This was Natalie. In another universe, this was her daughter. Not Natalie Kent. That little girl had existed even less than hers here on this Earth. No, this was Natalie Lane Irons.
A part of Lois knew she should be happy — for John, at least, finally reunited with the daughter he thought he’d lost — but mostly she felt afraid. One pinky wrapped around Clark’s, and her body shifted, almost on autopilot, as she moved ever so slightly to stand behind him.
It wasn’t enough.
Natalie saw her. Her jaw dropped and a shaky “Mom?” fell from her lips. She’d taken a few steps, her disbelief giving way to a smile, until she saw Clark and stopped in her tracks.
“You.” Her voice was hard. Her eyes were harder and filled with fury as she strode toward them. A flick of her wrist brought a small metal stick down from her sleeve and another made it shimmer and grow into an axe.
“Whoa, now,” Lois said. “Wait a minute-”
“Nat-”
“DID YOU THINK I WOULDN’T RECOGNIZE YOU?!” Natalie’s steps turned to a run as she swung her axe, and Clark gave Lois a shove away from him, raising his arm to block the blow. She swung again “YOU THINK YOU CAN HIDE BEHIND A PAIR OF GLASSES?!!”
The boys ran to Lois. She could feel Jordan tense, like he was about to go after Natalie, but Lois grabbed his wrist, keeping both of them with her. Two ramped up teenagers was the last thing anyone needed. Clark let Natalie whale on him, stepping a little farther away from his family with each blow. It was only when Natalie shifted her grip and twisted the handle, making the axe head shimmer with a green glow that Lois began to worry. Natalie butted Clark in the chest with the head of the axe. Lois swore she could hear him gasp for breath as the blow knocked him slightly off balance.
“Clark!”
Natalie raised the axe again, and had just begun her final swing when John intercepted, grabbing its handle, ripping it from her hands and flinging it as far away as he could.
“Nat, it’s okay,” he said as he pulled her into his arms. “It’s okay.”
“Daddy, that’s Kal El! He killed Mom!”
“Not here,” John said. “Not him!”
Natalie pushed herself away from her father, her expression sliding from determination to betrayal.
“Are you…with him?” she asked softly. She shook her head, and for a moment she looked like she’d be sick, right there in the grass. She didn’t need him to speak to know the truth. “Why? WHY ARE YOU WITH HIM?!” Natalie shoved her father away, only to step toward him again and beat on his chest, not with the trained rage of a girl with the gumption to take on a superman, but with the devastated hurt of a little girl destroyed. “HE KILLED MAMA!”
John just stood there while she slammed her fists into him, maybe because he thought she needed it. Maybe because he thought he deserved it. Lois wasn’t sure. But as the scene unfolded before her, a memory she hadn’t thought about in decades bubbled to the surface. She was 7, about to be 8. Her father knelt on the ground in front of her. All he wanted was a goodbye hug before being deployed, but all she could do was slap at the rough fabric of his BDUs, screaming and crying about the birthday party he’d promised to be at. It was the last promise he ever made to her, and when he returned nearly a year later, their relationship was never quite the same.
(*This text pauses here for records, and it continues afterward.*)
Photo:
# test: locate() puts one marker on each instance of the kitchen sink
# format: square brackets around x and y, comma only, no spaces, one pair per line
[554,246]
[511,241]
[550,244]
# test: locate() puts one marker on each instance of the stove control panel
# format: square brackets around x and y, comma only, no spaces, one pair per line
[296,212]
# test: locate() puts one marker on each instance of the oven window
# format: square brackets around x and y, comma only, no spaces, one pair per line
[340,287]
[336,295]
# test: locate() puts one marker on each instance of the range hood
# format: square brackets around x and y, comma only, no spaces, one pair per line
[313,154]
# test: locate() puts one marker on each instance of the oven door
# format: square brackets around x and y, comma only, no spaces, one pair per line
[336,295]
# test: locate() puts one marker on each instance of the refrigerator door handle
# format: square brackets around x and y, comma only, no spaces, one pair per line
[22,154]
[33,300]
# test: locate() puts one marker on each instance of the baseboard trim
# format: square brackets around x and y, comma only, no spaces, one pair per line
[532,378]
Lois squeezed Jonathan’s hand, kissed Jordan’s temple and stepped toward Natalie and John. She shook her head at Clark when he looked about ready to intervene, and when she reached John and Natalie, she laid a hand on her shoulder.
“Natalie.”
Natalie whirled around, and if Lois had Clark’s or Jordan’s hearing, she was certain she would have heard Natalie’s heart skip a beat. But she didn’t need anything extra to see the joy and the heartbreak and the sorrow that worked its way across Natalie’s face.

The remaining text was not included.